Screen Capture of search results.

Screen Capture of search results. A mini test.

I set to work downloading the add-on tool for Outlook that I decided on, Code Two Outlook Export. It was pretty straightforward, no hiccups or frustrations. Then I practiced exporting the “Informationist” folder in my email inbox. The export gave me a csv file that I then opened in Excel. I didn’t get exactly what I wanted, so I tried a few other export field options until it looked right. At this point though, I could tell there will be a good bit of cleanup to do in the Excel file. We have a lot of stuff in the body of emails – stuff that runs all together in an Excel cell. I decided to delete content in the body of the emails that was irrelevant and/or redundant. This helped a lot. Once I had the spreadsheet the way I wanted it, I then uploaded it into a new application in Zoho Creator, did some more tweaking here and there, and eventually got something that worked!

Admit it. It’s always a rush when you create something, isn’t it? 

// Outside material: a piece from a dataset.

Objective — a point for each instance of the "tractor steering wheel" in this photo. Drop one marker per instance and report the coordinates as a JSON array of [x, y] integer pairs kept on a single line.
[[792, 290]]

I sent some screen shots to the team members and asked for feedback. Already I’ve heard from several who think it’s a great idea! It will take some doing to collect and cleanup several years of emails related to the study from everyone involved, but I think it will be a real help. Also, the system will be in place for future studies. As a matter of fact, I already have laid out in my mind how I can use this with the new CER group that I’m going to be embedded in soon. As their email list is fairly new, it will be a much easier start-up.

If you decide to try either of these tools – or if you’ve instituted a similar email archive to help with communication within a group – I hope you’ll share your experience in the comments section here. It will be great to hear what works for others.